Together with another scientist, James Franck, they carried out research on the impact of electrons that led them, in 1914, to carry out their famous experiment that confirmed and supported Bohr's atomic model and opened the doors to quantum mechanics formulated by Max Planck.
Just as he was researching and quantifying the ionization potential of various gases, World War I begins and he has to go to the front lines. In 1915, he is seriously wounded.
He continues with his studies and demonstrated the quantitative relationships between the series of spectral lines and the energy loss of electrons when colliding with atoms.
In 1925, he and James Franck received the Nobel Prize in Physics for their discoveries on the passage of electrons through a gas. In addition, he received the Max Planck Medal from the German Physical Society.
He returns to Berlin with the aim of rebuilding the Physics Institute. During this time, he is the director and responsible for the discovery of a method to separate neon isotopes using a diffusion cascade.
After World War II, in 1945, he moved to the Soviet Union, where he worked as head of a research laboratory until 1954, when he rose to the position of director of the Institute of Physics at Karl Marx University in Leipzig (Germany).
In 1961, he was named Professor Emeritus and retired, living between Leipzig and Berlin.
He had two sons also physicists, Dr. Carl Hellmuth Hertz and Dr. Johannes Hertz.
Throughout his life he published many of his works, both in collaboration with Franck and individually.
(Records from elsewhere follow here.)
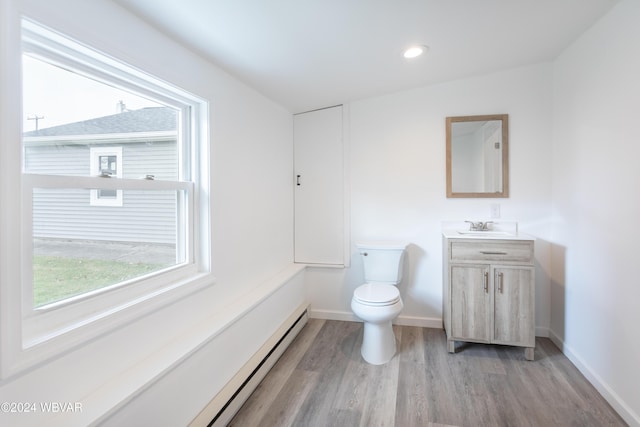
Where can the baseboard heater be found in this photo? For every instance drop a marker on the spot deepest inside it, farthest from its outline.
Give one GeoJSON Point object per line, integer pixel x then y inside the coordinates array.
{"type": "Point", "coordinates": [251, 374]}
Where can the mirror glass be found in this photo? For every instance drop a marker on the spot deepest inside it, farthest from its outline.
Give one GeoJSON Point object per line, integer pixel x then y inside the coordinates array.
{"type": "Point", "coordinates": [477, 156]}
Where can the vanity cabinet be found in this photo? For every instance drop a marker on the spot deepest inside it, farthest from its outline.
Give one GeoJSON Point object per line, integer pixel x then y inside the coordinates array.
{"type": "Point", "coordinates": [489, 291]}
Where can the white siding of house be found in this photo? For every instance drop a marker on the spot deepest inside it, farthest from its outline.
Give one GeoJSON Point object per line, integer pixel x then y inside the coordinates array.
{"type": "Point", "coordinates": [68, 214]}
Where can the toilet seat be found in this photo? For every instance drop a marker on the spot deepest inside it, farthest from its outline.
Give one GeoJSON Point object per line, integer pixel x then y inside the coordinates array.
{"type": "Point", "coordinates": [373, 294]}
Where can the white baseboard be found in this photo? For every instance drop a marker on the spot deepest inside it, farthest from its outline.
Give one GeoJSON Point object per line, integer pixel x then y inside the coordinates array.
{"type": "Point", "coordinates": [424, 322]}
{"type": "Point", "coordinates": [627, 414]}
{"type": "Point", "coordinates": [222, 408]}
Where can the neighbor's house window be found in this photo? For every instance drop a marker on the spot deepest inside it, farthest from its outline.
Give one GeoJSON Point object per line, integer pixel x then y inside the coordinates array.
{"type": "Point", "coordinates": [114, 182]}
{"type": "Point", "coordinates": [104, 163]}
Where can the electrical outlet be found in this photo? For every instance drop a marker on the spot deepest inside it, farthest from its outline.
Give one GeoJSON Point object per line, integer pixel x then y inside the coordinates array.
{"type": "Point", "coordinates": [495, 210]}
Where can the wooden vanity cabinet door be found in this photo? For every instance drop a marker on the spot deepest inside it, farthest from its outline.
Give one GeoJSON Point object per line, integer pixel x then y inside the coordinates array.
{"type": "Point", "coordinates": [514, 306]}
{"type": "Point", "coordinates": [470, 303]}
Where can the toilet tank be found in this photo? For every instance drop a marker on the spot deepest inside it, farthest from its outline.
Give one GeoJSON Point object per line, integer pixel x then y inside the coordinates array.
{"type": "Point", "coordinates": [382, 261]}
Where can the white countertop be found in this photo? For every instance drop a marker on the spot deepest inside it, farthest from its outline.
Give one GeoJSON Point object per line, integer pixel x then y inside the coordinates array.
{"type": "Point", "coordinates": [485, 235]}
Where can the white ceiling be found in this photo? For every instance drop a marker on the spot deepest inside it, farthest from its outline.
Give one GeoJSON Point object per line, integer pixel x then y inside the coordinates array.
{"type": "Point", "coordinates": [307, 54]}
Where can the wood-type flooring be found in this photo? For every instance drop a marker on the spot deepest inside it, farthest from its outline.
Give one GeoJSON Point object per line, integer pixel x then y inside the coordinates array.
{"type": "Point", "coordinates": [322, 380]}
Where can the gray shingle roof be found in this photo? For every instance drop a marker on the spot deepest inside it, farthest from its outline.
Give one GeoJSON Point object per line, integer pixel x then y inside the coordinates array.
{"type": "Point", "coordinates": [143, 120]}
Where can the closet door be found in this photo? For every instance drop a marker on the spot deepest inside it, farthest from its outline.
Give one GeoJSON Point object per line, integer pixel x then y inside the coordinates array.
{"type": "Point", "coordinates": [319, 186]}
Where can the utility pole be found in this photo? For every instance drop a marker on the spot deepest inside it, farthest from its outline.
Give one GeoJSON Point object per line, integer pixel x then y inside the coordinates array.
{"type": "Point", "coordinates": [36, 118]}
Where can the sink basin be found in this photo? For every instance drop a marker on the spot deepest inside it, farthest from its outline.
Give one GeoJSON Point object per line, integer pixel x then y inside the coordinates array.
{"type": "Point", "coordinates": [486, 233]}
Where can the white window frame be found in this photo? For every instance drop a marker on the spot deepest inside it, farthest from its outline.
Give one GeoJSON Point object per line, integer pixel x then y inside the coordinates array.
{"type": "Point", "coordinates": [31, 334]}
{"type": "Point", "coordinates": [94, 166]}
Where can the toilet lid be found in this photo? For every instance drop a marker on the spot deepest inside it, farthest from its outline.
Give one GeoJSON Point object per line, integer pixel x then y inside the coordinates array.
{"type": "Point", "coordinates": [377, 294]}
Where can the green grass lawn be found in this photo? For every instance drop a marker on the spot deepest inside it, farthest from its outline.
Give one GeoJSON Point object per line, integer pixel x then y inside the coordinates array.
{"type": "Point", "coordinates": [57, 278]}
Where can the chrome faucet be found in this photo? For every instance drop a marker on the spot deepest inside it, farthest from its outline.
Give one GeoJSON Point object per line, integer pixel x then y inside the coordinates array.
{"type": "Point", "coordinates": [479, 226]}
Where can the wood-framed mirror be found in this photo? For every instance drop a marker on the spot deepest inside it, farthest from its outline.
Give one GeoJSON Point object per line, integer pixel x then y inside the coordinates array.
{"type": "Point", "coordinates": [478, 156]}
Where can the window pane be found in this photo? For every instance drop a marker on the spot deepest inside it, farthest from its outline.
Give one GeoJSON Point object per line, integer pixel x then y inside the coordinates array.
{"type": "Point", "coordinates": [75, 125]}
{"type": "Point", "coordinates": [79, 248]}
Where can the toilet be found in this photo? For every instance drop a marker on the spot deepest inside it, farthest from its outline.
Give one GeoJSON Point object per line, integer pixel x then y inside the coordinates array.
{"type": "Point", "coordinates": [377, 302]}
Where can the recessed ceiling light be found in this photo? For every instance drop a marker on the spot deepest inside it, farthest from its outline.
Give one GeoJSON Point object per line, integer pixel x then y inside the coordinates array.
{"type": "Point", "coordinates": [415, 51]}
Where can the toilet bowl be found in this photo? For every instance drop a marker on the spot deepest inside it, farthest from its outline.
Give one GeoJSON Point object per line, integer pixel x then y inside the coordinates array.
{"type": "Point", "coordinates": [377, 302]}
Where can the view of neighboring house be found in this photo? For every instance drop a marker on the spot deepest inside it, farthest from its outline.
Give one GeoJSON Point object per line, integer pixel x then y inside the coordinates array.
{"type": "Point", "coordinates": [139, 144]}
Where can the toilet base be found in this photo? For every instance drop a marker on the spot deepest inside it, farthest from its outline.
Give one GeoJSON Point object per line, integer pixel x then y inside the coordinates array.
{"type": "Point", "coordinates": [378, 343]}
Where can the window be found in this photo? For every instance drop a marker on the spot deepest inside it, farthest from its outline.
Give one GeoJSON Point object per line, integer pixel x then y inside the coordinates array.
{"type": "Point", "coordinates": [104, 163]}
{"type": "Point", "coordinates": [114, 186]}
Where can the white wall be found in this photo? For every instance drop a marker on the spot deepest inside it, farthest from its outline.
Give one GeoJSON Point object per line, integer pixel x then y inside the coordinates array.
{"type": "Point", "coordinates": [596, 176]}
{"type": "Point", "coordinates": [397, 174]}
{"type": "Point", "coordinates": [251, 199]}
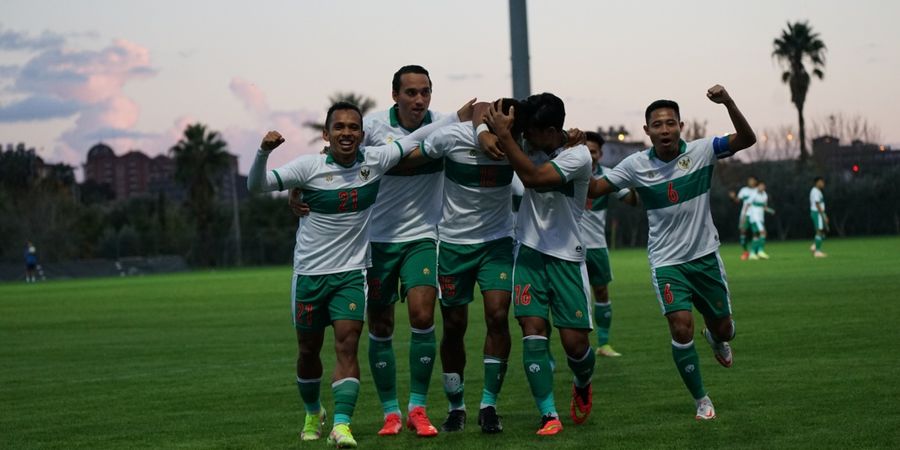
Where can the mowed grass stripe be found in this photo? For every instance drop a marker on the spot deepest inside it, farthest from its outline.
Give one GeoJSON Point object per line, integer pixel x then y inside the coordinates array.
{"type": "Point", "coordinates": [206, 360]}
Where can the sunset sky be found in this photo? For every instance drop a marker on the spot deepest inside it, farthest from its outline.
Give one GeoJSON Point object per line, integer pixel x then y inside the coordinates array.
{"type": "Point", "coordinates": [134, 73]}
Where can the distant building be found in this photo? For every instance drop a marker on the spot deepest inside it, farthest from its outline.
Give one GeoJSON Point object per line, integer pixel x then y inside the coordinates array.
{"type": "Point", "coordinates": [135, 174]}
{"type": "Point", "coordinates": [856, 157]}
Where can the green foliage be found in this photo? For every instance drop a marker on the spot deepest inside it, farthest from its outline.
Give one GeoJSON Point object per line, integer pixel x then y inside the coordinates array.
{"type": "Point", "coordinates": [206, 360]}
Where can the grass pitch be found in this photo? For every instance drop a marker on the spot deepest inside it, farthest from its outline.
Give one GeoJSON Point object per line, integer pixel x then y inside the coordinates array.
{"type": "Point", "coordinates": [206, 360]}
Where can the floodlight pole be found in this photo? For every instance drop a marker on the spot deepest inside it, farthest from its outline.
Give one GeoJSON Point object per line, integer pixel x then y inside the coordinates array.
{"type": "Point", "coordinates": [518, 37]}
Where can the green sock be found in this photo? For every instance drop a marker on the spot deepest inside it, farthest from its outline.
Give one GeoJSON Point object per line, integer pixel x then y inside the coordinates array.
{"type": "Point", "coordinates": [309, 394]}
{"type": "Point", "coordinates": [494, 373]}
{"type": "Point", "coordinates": [454, 387]}
{"type": "Point", "coordinates": [384, 372]}
{"type": "Point", "coordinates": [603, 319]}
{"type": "Point", "coordinates": [583, 367]}
{"type": "Point", "coordinates": [421, 364]}
{"type": "Point", "coordinates": [536, 359]}
{"type": "Point", "coordinates": [345, 393]}
{"type": "Point", "coordinates": [688, 364]}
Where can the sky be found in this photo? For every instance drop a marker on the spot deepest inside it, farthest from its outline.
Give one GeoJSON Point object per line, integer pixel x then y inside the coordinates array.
{"type": "Point", "coordinates": [134, 74]}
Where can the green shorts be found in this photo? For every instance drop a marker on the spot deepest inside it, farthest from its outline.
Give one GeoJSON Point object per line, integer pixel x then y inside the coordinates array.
{"type": "Point", "coordinates": [543, 284]}
{"type": "Point", "coordinates": [700, 282]}
{"type": "Point", "coordinates": [597, 261]}
{"type": "Point", "coordinates": [461, 265]}
{"type": "Point", "coordinates": [318, 300]}
{"type": "Point", "coordinates": [412, 263]}
{"type": "Point", "coordinates": [818, 220]}
{"type": "Point", "coordinates": [757, 227]}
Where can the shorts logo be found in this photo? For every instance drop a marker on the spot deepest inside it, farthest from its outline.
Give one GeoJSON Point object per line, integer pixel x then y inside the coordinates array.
{"type": "Point", "coordinates": [667, 294]}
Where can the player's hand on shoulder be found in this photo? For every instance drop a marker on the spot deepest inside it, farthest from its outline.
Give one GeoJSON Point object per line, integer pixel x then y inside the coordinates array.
{"type": "Point", "coordinates": [574, 137]}
{"type": "Point", "coordinates": [718, 94]}
{"type": "Point", "coordinates": [271, 140]}
{"type": "Point", "coordinates": [490, 143]}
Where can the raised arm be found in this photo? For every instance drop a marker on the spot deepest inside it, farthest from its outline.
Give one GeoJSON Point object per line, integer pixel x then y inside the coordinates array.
{"type": "Point", "coordinates": [258, 180]}
{"type": "Point", "coordinates": [545, 175]}
{"type": "Point", "coordinates": [744, 136]}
He was a member of the German Academy of Sciences in Berlin, the Göttingen Academy of Sciences, the Hungarian Academy of Sciences, the Czechoslovak Academy of Sciences and a foreign member of the USSR Academy of Sciences.
How is the Franck-Hertz experiment performed?
They carried out an experiment that demonstrated the existence of discrete excited states in mercury atoms, confirming the prediction of the Bohr model (which they had postulated a year earlier) that atomic bound systems occupy only certain energy states, i.e. That is, its energy was quantized. Therefore, the corresponding energy spectrum was not continuous but discrete.
Inside a low-pressure discharge tube, where mercury vapor is present, the electrons, emitted with a known energy by a heated filament acting as a cathode, are accelerated by a voltage towards a positively charged grid, so that they are emit with a certain kinetic energy. After the grid, there was a collector plate with a small negative voltage relative to the grid, which acts as a retarding potential for the electrons. Therefore, there is a potential difference between the grid and the collector plate (called braking power). By means of an ammeter it is possible to measure the current intensity and thereby obtain quantifications of the energy levels corresponding to the atomic bound states.